Foxtons, a discounter that shocked the industry with a business model and ad campaign boasting 2 percent real estate commissions for limited real estate services, has reportedly tweaked its plans and will now phase-in a 3 percent commission rate for fuller services.
The New Jersey Star-Ledger newspaper and other media in Foxtons’ East Coast market area have reported that Foxtons will be transitioning into a more traditional, full-service brokerage that will post home listings on multiple listing services. Under its original business model, Foxtons would market its own listings and would not post the listings on an MLS. Foxtons operates in New Jersey, New York and Connecticut.

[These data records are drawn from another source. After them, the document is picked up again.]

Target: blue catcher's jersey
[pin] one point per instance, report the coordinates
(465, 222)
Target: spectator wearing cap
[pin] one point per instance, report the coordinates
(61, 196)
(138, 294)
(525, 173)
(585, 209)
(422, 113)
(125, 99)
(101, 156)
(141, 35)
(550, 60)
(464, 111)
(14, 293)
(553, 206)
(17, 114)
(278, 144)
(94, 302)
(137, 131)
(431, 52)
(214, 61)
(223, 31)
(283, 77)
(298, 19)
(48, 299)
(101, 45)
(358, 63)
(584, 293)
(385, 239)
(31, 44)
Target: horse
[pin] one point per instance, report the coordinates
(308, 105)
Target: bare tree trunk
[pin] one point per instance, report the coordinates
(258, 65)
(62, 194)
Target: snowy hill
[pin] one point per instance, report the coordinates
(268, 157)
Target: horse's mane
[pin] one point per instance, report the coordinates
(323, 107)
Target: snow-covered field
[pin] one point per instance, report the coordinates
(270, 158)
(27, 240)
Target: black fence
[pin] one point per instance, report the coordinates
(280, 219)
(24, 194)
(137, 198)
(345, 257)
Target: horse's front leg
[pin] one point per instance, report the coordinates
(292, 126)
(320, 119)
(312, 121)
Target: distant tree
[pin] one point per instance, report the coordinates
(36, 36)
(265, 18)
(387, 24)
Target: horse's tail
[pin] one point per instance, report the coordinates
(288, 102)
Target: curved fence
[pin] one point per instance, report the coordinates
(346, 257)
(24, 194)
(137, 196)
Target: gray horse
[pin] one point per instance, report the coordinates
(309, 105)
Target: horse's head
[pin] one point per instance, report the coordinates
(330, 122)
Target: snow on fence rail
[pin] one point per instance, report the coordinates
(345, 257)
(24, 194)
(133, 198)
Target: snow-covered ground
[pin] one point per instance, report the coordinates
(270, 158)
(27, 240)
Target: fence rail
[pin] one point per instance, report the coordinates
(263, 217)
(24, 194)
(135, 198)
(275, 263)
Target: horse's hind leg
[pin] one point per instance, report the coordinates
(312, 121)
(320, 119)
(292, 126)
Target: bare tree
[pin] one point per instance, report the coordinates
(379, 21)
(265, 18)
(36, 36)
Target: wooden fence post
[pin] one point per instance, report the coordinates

Glenn Cohen, founder of YourHomeDirect, which was the predecessor to the discount brokerage now known as Foxtons, said Monday he could not comment on the change. Cohen’s interests in the company were purchased in March by London-based Foxtons, which had earlier injected $20 million into the U.S. operations of the discount brokerage. YourHomeDirect became known as YHD Foxtons at that time, and the name was changed to Foxtons in April 2003.
The company’s Web site, Foxtons.com, still features promotions for the 2 percent promotion, though the company will reportedly phase in the new 3 percent rate, which is about half of the 6 percent traditional commission rate that is customarily divided between the listing agent and the buyer’s agent in a real estate transaction. According to a September 2003 announcement, Foxtons had 300 real estate agents and an annual marketing budget of about $10 million at that time. Foxtons also has a 100-person call center in West Long Branch, N.J., the site of its U.S. headquarters.
Van Davis, former president and CEO of Century 21 Real Estate Corp., took over in July as president and CEO of Foxtons. Davis could not immediately be reached for comment today.
Mary LaMeres-Pomin, co-founder of Assist-2-Sell, one of the largest residential discount real estate companies in North America, said that change can be a good thing if it benefits consumers. “What the consumer is saying is, ‘Hey, listen everybody. I need your help . . . but please charge me a fee I can live with,’ ” LaMeres-Pomin said.
Discount rates don’t mean much if companies don’t back it up with the service that consumers are looking for, she added. “If they don’t deliver, the customer is going to move on for the next transaction,” she said.
London-based Foxtons was founded in 1981 as a two-person real estate agency in Notting Hill, and Foxtons has about 30,000 clients in the United Kingdom each year.